Au sein de la majorité, on sent beaucoup d’inconfort. Moins parmi le SPD et les Verts, davantage chez les libéraux du FDP. Au nom de son groupe, Andrew Ullmann, député et médecin, va faire une offre de compromis. "On propose d’abord une obligation d’information, détaille-t-il. Chaque adulte non vacciné reçoit un rendez-vous obligatoire afin qu’il puisse se faire vacciner dès qu’il aura été informé. Pas informé dans sa bulle sur internet, mais bien par un professionnel.

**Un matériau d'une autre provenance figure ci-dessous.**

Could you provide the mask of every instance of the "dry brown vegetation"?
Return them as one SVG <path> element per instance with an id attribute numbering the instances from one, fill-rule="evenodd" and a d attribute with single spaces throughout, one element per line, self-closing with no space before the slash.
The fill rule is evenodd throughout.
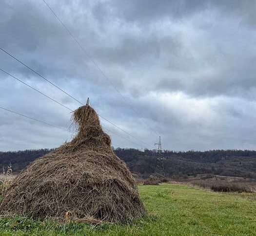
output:
<path id="1" fill-rule="evenodd" d="M 216 192 L 237 192 L 238 193 L 254 193 L 256 185 L 242 182 L 231 182 L 227 181 L 194 181 L 190 183 L 193 185 L 211 189 Z"/>
<path id="2" fill-rule="evenodd" d="M 96 112 L 83 106 L 73 119 L 76 136 L 17 176 L 0 214 L 121 223 L 144 215 L 135 180 L 113 152 Z"/>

Si cette action ne comble pas nos lacunes en matière de vaccination, la prochaine étape sera de la rendre obligatoire, en particulier pour les personnes les plus vulnérables."

"Une ligne rouge a été franchie"

Un seul groupe parlementaire s’oppose totalement à ce projet, l’extrême-droite. Pour la députée AfD Christina Baum, il est "inimaginable qu’un État soit maître du corps de ses citoyens".

"À mon avis, ça n’est pas du tout compatible avec la dignité humaine et le droit fondamental à la vie en général. C’est vraiment une ligne rouge qui a été franchie."

Christina Baum, députée AfD

à franceinfo

Cette députée, par ailleurs dentiste qui exerce dans un cabinet aux côtés de son mari, n’est pas vaccinée et se pose la question de ce qu’elle va faire après le 15 mars, car les personnels de santé sont le premier groupe pour qui la vaccination va devenir obligatoire.